We can run the dual version of the SVM by importing an implementation from sklearn:

#https://scikit-learn.org/stable/auto_examples/svm/plot_separating_hyperplane.html
from sklearn import svm

# fit the model, don't regularize for illustration purposes
clf = svm.SVC(kernel='linear', C=1000) # this optimizes the dual
# clf = svm.LinearSVC() # this optimizes for the primal
clf.fit(X, iris_y2)

plt.scatter(X[:, 0], X[:, 1], c=iris_y2, s=30, cmap=plt.cm.Paired)
Z = clf.decision_function(np.c_[xx.ravel(), yy.ravel()]).reshape(xx.shape)

# plot decision boundary and margins
plt.contour(xx, yy, Z, colors='k', levels=[-1, 0, 1], alpha=0.5,
linestyles=['--', '-', '--'])
plt.scatter(clf.support_vectors_[:, 0], clf.support_vectors_[:, 1], s=100,
linewidth=1, facecolors='none', edgecolors='k')
plt.xlim([4.6, 6])
plt.ylim([2.25, 4])
plt.show()


We can see that the solid line defines the decision boundary, and the two dotted lines are the geometric margin.

The data points that fall on the margin are the support vectors. Notice that only these vectors determine the position of the hyperplane. If we “wiggle” any of the other points, the margin remains unchanged—therefore the max-margin hyperplane also remains unchanged. However, moving the support vectors changes both the optimal margin and the optimal hyperplane.

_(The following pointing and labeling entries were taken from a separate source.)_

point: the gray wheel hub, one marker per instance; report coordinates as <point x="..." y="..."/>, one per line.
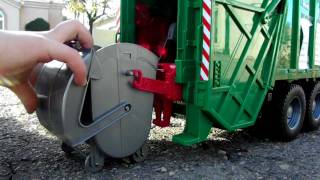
<point x="62" y="103"/>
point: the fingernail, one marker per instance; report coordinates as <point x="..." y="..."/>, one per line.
<point x="85" y="82"/>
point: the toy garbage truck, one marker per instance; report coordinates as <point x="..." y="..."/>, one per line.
<point x="228" y="64"/>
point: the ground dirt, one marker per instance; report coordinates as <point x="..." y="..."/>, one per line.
<point x="28" y="151"/>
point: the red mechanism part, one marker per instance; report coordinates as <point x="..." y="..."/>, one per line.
<point x="165" y="88"/>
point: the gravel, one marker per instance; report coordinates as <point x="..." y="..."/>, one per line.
<point x="28" y="151"/>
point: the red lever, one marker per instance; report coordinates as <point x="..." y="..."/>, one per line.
<point x="165" y="88"/>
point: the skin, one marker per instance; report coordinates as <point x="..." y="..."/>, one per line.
<point x="23" y="53"/>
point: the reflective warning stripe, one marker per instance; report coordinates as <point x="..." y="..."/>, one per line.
<point x="206" y="20"/>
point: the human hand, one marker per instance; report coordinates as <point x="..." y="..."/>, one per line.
<point x="21" y="53"/>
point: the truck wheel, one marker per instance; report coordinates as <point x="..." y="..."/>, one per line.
<point x="290" y="108"/>
<point x="312" y="119"/>
<point x="140" y="155"/>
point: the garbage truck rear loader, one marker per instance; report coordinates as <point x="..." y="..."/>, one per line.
<point x="229" y="64"/>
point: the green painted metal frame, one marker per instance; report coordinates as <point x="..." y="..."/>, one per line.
<point x="212" y="104"/>
<point x="234" y="104"/>
<point x="294" y="73"/>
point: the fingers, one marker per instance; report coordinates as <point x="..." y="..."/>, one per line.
<point x="27" y="96"/>
<point x="71" y="57"/>
<point x="72" y="30"/>
<point x="34" y="74"/>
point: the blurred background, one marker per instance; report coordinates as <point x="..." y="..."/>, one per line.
<point x="102" y="17"/>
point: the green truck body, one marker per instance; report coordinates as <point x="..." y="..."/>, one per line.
<point x="256" y="47"/>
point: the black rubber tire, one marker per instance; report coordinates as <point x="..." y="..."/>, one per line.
<point x="312" y="94"/>
<point x="91" y="166"/>
<point x="141" y="155"/>
<point x="283" y="97"/>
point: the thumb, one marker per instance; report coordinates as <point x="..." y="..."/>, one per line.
<point x="27" y="95"/>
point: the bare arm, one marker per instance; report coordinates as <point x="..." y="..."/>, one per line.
<point x="22" y="52"/>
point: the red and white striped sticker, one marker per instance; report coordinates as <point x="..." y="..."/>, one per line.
<point x="206" y="20"/>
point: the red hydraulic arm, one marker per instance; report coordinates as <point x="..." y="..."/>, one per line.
<point x="165" y="88"/>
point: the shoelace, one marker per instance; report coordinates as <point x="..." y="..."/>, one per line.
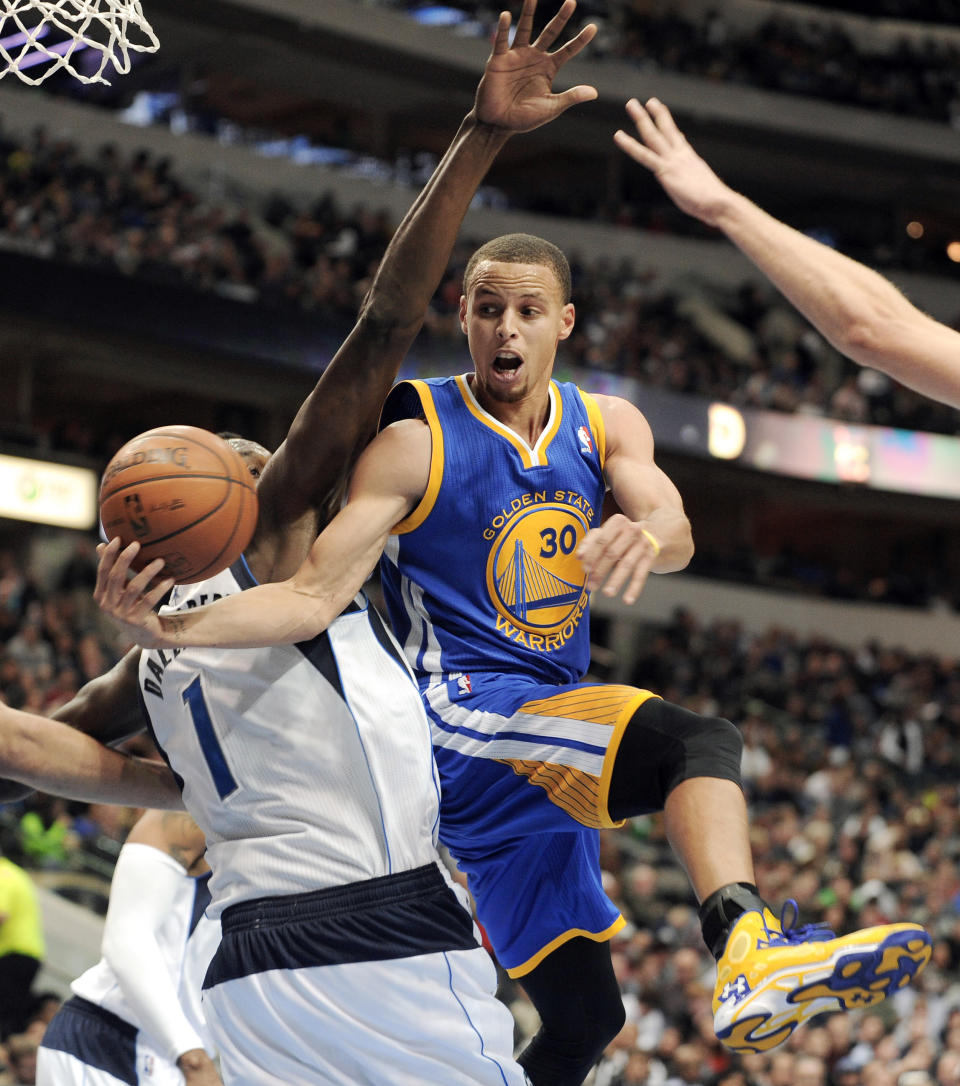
<point x="791" y="934"/>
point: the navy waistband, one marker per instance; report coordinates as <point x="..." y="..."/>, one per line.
<point x="93" y="1010"/>
<point x="402" y="916"/>
<point x="333" y="901"/>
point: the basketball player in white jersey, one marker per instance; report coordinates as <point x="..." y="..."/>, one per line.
<point x="135" y="1017"/>
<point x="348" y="956"/>
<point x="859" y="312"/>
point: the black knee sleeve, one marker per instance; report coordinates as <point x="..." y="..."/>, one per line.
<point x="581" y="1008"/>
<point x="665" y="744"/>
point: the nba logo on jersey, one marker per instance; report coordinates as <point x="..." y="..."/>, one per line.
<point x="458" y="686"/>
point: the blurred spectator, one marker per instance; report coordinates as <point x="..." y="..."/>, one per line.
<point x="22" y="947"/>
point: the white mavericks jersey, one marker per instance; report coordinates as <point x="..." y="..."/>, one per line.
<point x="306" y="766"/>
<point x="187" y="939"/>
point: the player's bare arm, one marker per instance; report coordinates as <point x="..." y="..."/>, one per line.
<point x="862" y="314"/>
<point x="301" y="485"/>
<point x="652" y="532"/>
<point x="174" y="833"/>
<point x="48" y="755"/>
<point x="106" y="707"/>
<point x="391" y="477"/>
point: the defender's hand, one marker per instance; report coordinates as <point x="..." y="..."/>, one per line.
<point x="618" y="553"/>
<point x="664" y="150"/>
<point x="130" y="602"/>
<point x="515" y="91"/>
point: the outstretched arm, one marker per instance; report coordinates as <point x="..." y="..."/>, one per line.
<point x="652" y="533"/>
<point x="861" y="313"/>
<point x="390" y="479"/>
<point x="48" y="755"/>
<point x="340" y="416"/>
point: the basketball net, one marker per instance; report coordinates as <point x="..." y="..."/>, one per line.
<point x="81" y="37"/>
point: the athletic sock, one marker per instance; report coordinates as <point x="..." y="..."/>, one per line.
<point x="721" y="910"/>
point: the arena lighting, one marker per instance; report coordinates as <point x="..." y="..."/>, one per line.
<point x="728" y="431"/>
<point x="48" y="493"/>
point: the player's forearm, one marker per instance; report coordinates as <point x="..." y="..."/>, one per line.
<point x="672" y="533"/>
<point x="268" y="615"/>
<point x="52" y="757"/>
<point x="862" y="314"/>
<point x="280" y="614"/>
<point x="417" y="256"/>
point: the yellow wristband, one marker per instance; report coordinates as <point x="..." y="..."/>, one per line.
<point x="654" y="542"/>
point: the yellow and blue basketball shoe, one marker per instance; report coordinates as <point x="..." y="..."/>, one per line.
<point x="773" y="976"/>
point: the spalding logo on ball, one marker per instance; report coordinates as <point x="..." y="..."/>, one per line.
<point x="185" y="495"/>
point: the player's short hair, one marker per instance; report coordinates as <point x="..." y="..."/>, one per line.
<point x="522" y="249"/>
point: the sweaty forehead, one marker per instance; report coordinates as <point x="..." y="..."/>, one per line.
<point x="500" y="277"/>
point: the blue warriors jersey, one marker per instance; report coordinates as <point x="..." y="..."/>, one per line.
<point x="482" y="576"/>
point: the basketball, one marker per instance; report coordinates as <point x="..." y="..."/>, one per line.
<point x="185" y="495"/>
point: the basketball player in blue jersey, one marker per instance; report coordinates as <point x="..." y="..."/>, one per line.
<point x="135" y="1017"/>
<point x="348" y="955"/>
<point x="483" y="494"/>
<point x="862" y="314"/>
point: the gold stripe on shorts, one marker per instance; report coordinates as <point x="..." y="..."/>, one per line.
<point x="584" y="796"/>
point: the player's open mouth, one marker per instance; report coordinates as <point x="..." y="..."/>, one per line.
<point x="506" y="362"/>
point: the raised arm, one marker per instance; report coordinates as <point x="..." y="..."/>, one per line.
<point x="390" y="479"/>
<point x="150" y="869"/>
<point x="652" y="532"/>
<point x="306" y="474"/>
<point x="862" y="314"/>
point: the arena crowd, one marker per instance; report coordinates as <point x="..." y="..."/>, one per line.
<point x="851" y="769"/>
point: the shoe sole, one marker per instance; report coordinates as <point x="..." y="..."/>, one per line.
<point x="859" y="979"/>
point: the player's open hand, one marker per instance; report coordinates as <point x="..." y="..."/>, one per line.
<point x="199" y="1070"/>
<point x="516" y="91"/>
<point x="129" y="600"/>
<point x="617" y="557"/>
<point x="665" y="151"/>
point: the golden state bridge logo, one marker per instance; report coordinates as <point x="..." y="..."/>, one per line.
<point x="534" y="581"/>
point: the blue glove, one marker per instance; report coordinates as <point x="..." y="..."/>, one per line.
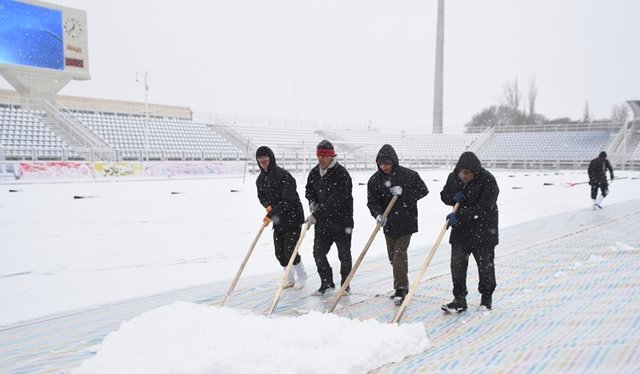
<point x="453" y="219"/>
<point x="458" y="197"/>
<point x="380" y="221"/>
<point x="311" y="220"/>
<point x="396" y="190"/>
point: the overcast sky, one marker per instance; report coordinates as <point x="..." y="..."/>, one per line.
<point x="355" y="61"/>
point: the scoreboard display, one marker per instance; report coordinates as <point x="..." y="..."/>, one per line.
<point x="37" y="35"/>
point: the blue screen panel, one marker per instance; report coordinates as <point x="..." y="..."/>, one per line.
<point x="30" y="35"/>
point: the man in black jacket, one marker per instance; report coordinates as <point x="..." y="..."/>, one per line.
<point x="598" y="178"/>
<point x="474" y="228"/>
<point x="328" y="190"/>
<point x="277" y="193"/>
<point x="392" y="179"/>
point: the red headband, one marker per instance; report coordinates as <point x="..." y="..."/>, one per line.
<point x="325" y="152"/>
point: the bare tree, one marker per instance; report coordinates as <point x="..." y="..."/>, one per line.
<point x="511" y="95"/>
<point x="619" y="113"/>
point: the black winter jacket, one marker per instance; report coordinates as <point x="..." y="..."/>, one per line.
<point x="277" y="187"/>
<point x="403" y="217"/>
<point x="478" y="212"/>
<point x="333" y="195"/>
<point x="598" y="171"/>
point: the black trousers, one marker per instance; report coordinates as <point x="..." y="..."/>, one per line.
<point x="284" y="243"/>
<point x="484" y="256"/>
<point x="397" y="252"/>
<point x="604" y="188"/>
<point x="321" y="245"/>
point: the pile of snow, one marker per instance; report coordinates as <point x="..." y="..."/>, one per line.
<point x="191" y="338"/>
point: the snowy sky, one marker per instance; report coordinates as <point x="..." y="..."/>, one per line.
<point x="139" y="238"/>
<point x="362" y="60"/>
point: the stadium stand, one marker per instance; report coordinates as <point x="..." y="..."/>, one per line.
<point x="171" y="133"/>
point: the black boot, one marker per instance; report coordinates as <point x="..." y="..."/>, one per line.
<point x="486" y="301"/>
<point x="459" y="304"/>
<point x="324" y="288"/>
<point x="398" y="298"/>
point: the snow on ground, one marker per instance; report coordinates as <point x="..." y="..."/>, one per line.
<point x="190" y="338"/>
<point x="133" y="238"/>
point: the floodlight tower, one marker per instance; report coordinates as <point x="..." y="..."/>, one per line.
<point x="439" y="79"/>
<point x="146" y="113"/>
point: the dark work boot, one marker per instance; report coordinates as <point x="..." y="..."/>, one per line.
<point x="324" y="288"/>
<point x="486" y="301"/>
<point x="459" y="304"/>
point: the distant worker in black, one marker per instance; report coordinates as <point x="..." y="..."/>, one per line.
<point x="329" y="191"/>
<point x="474" y="228"/>
<point x="278" y="193"/>
<point x="392" y="179"/>
<point x="598" y="178"/>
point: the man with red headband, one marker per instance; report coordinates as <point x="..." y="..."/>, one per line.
<point x="328" y="190"/>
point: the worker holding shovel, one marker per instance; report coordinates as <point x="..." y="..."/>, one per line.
<point x="278" y="193"/>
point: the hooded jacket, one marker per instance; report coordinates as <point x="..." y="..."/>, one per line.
<point x="478" y="212"/>
<point x="403" y="217"/>
<point x="277" y="188"/>
<point x="331" y="192"/>
<point x="598" y="170"/>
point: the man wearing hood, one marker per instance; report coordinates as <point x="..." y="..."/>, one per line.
<point x="474" y="228"/>
<point x="329" y="191"/>
<point x="598" y="178"/>
<point x="398" y="227"/>
<point x="277" y="193"/>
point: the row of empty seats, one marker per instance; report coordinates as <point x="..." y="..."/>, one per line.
<point x="23" y="129"/>
<point x="133" y="132"/>
<point x="559" y="145"/>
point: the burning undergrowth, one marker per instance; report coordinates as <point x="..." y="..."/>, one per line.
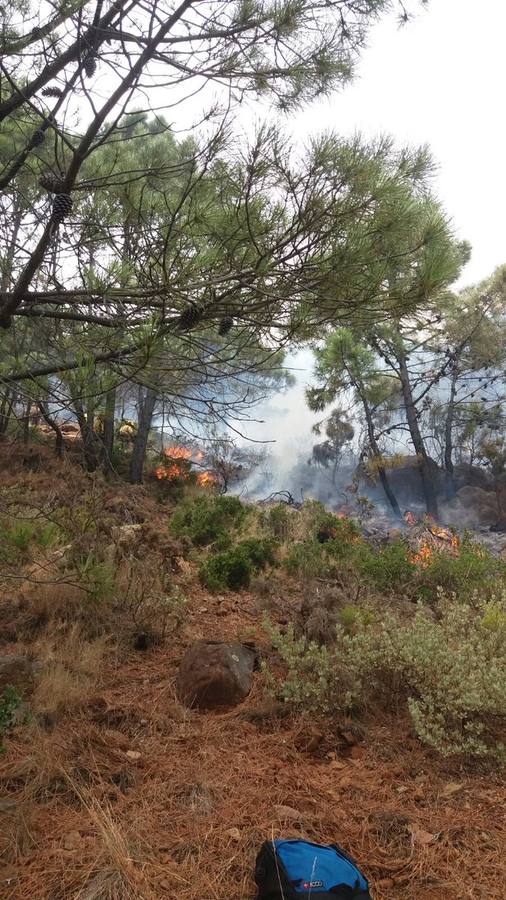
<point x="181" y="464"/>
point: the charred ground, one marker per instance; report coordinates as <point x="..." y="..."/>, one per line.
<point x="112" y="789"/>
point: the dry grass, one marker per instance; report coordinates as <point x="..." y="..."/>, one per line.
<point x="128" y="797"/>
<point x="70" y="669"/>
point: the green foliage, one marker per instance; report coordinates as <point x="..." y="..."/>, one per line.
<point x="17" y="535"/>
<point x="473" y="569"/>
<point x="9" y="703"/>
<point x="96" y="577"/>
<point x="305" y="559"/>
<point x="276" y="519"/>
<point x="48" y="536"/>
<point x="233" y="569"/>
<point x="206" y="519"/>
<point x="386" y="569"/>
<point x="449" y="668"/>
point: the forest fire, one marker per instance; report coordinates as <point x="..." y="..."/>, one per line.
<point x="429" y="544"/>
<point x="178" y="465"/>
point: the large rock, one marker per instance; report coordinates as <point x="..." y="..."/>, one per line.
<point x="473" y="507"/>
<point x="215" y="673"/>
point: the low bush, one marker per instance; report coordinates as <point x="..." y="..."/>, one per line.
<point x="448" y="664"/>
<point x="9" y="703"/>
<point x="472" y="569"/>
<point x="17" y="535"/>
<point x="96" y="577"/>
<point x="234" y="568"/>
<point x="390" y="567"/>
<point x="277" y="521"/>
<point x="306" y="559"/>
<point x="207" y="519"/>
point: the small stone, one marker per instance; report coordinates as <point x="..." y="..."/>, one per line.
<point x="72" y="840"/>
<point x="134" y="755"/>
<point x="385" y="883"/>
<point x="116" y="739"/>
<point x="175" y="712"/>
<point x="234" y="833"/>
<point x="357" y="752"/>
<point x="287" y="813"/>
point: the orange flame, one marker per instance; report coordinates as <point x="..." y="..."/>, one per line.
<point x="424" y="555"/>
<point x="178" y="465"/>
<point x="205" y="478"/>
<point x="177" y="453"/>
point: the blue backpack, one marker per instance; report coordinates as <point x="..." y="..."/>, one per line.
<point x="300" y="870"/>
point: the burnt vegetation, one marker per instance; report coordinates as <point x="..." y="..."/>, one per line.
<point x="159" y="259"/>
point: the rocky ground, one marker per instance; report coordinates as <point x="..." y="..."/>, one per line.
<point x="122" y="791"/>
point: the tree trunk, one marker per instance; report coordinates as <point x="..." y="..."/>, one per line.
<point x="108" y="433"/>
<point x="146" y="410"/>
<point x="26" y="422"/>
<point x="426" y="473"/>
<point x="450" y="414"/>
<point x="382" y="473"/>
<point x="55" y="427"/>
<point x="6" y="409"/>
<point x="90" y="449"/>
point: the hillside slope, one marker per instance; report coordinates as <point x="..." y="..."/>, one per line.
<point x="111" y="789"/>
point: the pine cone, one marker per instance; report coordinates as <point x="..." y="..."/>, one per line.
<point x="62" y="205"/>
<point x="51" y="92"/>
<point x="51" y="183"/>
<point x="38" y="137"/>
<point x="225" y="325"/>
<point x="90" y="64"/>
<point x="189" y="318"/>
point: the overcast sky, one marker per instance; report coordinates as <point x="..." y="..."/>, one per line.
<point x="439" y="80"/>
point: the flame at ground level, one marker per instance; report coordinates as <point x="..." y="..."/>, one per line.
<point x="178" y="465"/>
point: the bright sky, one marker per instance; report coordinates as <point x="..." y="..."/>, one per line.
<point x="439" y="80"/>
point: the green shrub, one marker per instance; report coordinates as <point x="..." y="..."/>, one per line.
<point x="9" y="703"/>
<point x="260" y="551"/>
<point x="389" y="568"/>
<point x="234" y="568"/>
<point x="226" y="570"/>
<point x="306" y="559"/>
<point x="277" y="520"/>
<point x="473" y="569"/>
<point x="48" y="536"/>
<point x="97" y="577"/>
<point x="450" y="668"/>
<point x="207" y="519"/>
<point x="19" y="535"/>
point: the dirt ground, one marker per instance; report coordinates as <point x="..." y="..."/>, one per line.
<point x="129" y="795"/>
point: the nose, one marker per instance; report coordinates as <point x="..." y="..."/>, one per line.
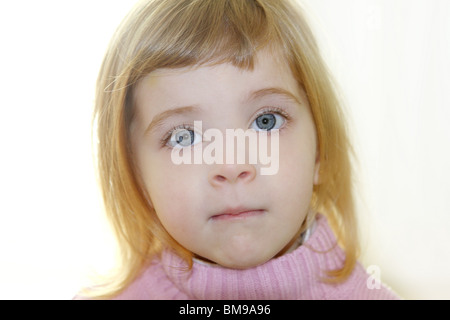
<point x="231" y="173"/>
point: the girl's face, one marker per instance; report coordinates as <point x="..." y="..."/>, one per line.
<point x="229" y="214"/>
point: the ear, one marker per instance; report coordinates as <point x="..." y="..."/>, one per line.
<point x="317" y="169"/>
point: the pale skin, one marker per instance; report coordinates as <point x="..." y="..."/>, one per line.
<point x="194" y="202"/>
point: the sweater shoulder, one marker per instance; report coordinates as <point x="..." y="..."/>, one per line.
<point x="362" y="286"/>
<point x="152" y="284"/>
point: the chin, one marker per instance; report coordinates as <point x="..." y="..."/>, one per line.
<point x="242" y="264"/>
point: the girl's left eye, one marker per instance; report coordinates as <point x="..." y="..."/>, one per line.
<point x="268" y="121"/>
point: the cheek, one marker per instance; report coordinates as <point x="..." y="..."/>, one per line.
<point x="172" y="191"/>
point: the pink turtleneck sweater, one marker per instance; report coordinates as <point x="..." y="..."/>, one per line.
<point x="295" y="275"/>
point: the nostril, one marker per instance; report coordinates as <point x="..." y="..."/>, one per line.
<point x="221" y="178"/>
<point x="243" y="175"/>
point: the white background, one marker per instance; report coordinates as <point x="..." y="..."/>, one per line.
<point x="389" y="57"/>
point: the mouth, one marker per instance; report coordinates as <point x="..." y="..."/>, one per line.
<point x="238" y="213"/>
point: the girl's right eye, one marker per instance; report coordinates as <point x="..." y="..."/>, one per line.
<point x="183" y="137"/>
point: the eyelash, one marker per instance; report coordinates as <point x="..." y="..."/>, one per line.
<point x="278" y="110"/>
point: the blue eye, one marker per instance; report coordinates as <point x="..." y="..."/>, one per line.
<point x="268" y="121"/>
<point x="183" y="138"/>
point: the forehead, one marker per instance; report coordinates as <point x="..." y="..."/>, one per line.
<point x="168" y="88"/>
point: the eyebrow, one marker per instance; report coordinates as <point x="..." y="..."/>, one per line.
<point x="159" y="119"/>
<point x="274" y="91"/>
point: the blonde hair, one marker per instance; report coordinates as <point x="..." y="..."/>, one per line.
<point x="178" y="33"/>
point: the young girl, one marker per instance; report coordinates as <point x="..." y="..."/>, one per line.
<point x="221" y="229"/>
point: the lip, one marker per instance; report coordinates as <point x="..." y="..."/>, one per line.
<point x="237" y="213"/>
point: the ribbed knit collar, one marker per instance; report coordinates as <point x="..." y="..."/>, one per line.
<point x="296" y="274"/>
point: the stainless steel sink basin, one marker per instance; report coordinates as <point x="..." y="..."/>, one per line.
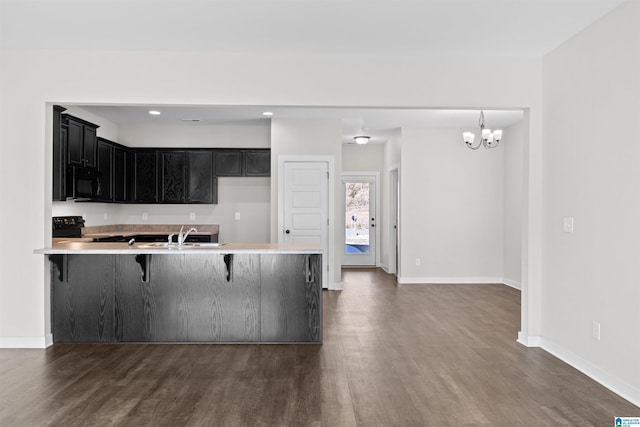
<point x="188" y="245"/>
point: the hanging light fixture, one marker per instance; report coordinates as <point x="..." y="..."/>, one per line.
<point x="488" y="138"/>
<point x="361" y="139"/>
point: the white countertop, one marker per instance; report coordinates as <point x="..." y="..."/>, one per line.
<point x="69" y="246"/>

This observation provides an intuitive explanation for the formula

$\theta^* = \sum_{i=1}^n \lambda_i y^{(i)} x^{(i)}.$

In this formula, $$\lambda_i > 0$$ only for the $$x^{(i)}$$ that are support vectors. Hence, only these $$x^{(i)}$$ influence the position of the hyperplane, which matches our earlier intuition.

## 13.3.6. Algorithm: Support Vector Machine Classification (Dual Form)#

In summary, the SVM algorithm can be succinctly defined by the following key components.

• Type: Supervised learning (binary classification)

• Model family: Linear decision boundaries.

• Objective function: Dual of SVM optimization problem.

• Optimizer: Sequential minimal optimization.

• Probabilistic interpretation: No simple interpretation!

In the next lecture, we will combine dual SVMs with a new idea called kernels, which enable them to handle a very large number of features (and even an infinite number of features) without any additional computational cost.